A frequency-weighted Itakura spectral distortion measure and its application to speech recognition in noise

The performance of a recognizer based on the Itakura spectral distortion measure deteriorates when speech signals are corrupted by noise, specially if it is not feasible to train and to test the recognizer under similar noise conditions. To alleviate this problem, we consider a more noise-resistant, weighted spectral distortion measure which weights the high SNR regions in frequency more than the low SNR regions. For the weighting function we choose a "bandwidth broadened" test spectrum; it weights spectral distortion more at the peaks than at the valleys of the spectrum.
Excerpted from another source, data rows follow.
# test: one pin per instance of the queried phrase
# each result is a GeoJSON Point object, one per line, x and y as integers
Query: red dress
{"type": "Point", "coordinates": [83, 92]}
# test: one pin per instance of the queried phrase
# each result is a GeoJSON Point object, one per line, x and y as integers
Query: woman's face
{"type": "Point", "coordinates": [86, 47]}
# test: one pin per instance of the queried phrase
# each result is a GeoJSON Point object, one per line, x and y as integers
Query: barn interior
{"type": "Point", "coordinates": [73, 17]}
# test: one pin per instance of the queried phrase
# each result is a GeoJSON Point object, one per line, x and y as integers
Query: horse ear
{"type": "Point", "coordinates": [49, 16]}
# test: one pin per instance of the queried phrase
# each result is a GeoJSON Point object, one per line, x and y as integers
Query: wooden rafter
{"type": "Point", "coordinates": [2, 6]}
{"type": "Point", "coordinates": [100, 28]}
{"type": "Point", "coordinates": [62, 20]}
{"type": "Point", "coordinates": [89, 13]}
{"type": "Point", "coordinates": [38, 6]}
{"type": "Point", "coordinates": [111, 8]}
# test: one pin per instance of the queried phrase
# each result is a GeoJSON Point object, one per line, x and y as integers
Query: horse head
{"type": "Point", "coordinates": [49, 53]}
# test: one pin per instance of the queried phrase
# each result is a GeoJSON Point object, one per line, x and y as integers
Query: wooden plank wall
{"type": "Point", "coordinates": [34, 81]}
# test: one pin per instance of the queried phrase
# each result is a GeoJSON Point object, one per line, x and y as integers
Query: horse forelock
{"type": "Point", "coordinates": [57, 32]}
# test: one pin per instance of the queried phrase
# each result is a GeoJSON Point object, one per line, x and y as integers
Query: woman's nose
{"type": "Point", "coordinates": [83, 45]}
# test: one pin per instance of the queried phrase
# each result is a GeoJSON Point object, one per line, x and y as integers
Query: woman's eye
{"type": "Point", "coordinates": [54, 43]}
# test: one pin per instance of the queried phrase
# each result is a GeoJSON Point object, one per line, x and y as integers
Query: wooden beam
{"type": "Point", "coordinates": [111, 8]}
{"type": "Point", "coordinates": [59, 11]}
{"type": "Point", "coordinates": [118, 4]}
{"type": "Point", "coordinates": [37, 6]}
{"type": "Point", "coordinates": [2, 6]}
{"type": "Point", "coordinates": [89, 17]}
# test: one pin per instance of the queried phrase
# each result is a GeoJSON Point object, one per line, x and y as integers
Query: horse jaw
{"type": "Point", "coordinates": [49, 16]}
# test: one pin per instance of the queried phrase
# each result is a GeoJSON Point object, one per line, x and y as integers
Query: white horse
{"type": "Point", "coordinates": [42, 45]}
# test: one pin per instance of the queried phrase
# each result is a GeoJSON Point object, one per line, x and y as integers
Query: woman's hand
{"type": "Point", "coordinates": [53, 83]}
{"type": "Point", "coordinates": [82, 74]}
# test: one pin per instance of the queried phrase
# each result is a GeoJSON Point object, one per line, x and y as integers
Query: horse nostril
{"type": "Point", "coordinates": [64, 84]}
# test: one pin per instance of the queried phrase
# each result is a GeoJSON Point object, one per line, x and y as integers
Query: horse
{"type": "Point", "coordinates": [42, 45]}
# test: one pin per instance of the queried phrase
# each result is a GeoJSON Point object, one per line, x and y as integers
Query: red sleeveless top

The amount of weighting is adapted according to an estimate of SNR, and becomes essentially constant in the noise-free case. The new measure has the dot product form and computaional efficiency of the Itakura distortion measure in the autocorrelation domain. It has been tested on a 10 speaker, isolated digit data base in a series of speaker independent speech recognition experiments. Additive white Gaussian noise was used to simulate different SNR conditions (from 5 dB to ∞ dB). The new measure performs as well as the original unweighted Itakura distortion measure at high SNR's, and significantly better at medium to low SNRs. At an SNR of 5 dB, the new measure achieves a digit error rate of 12.49% while the original Itakura distortion gives an error rate of 27.6%. The equivalent SNR improvement at low SNR's, is about 5 - 7 dB.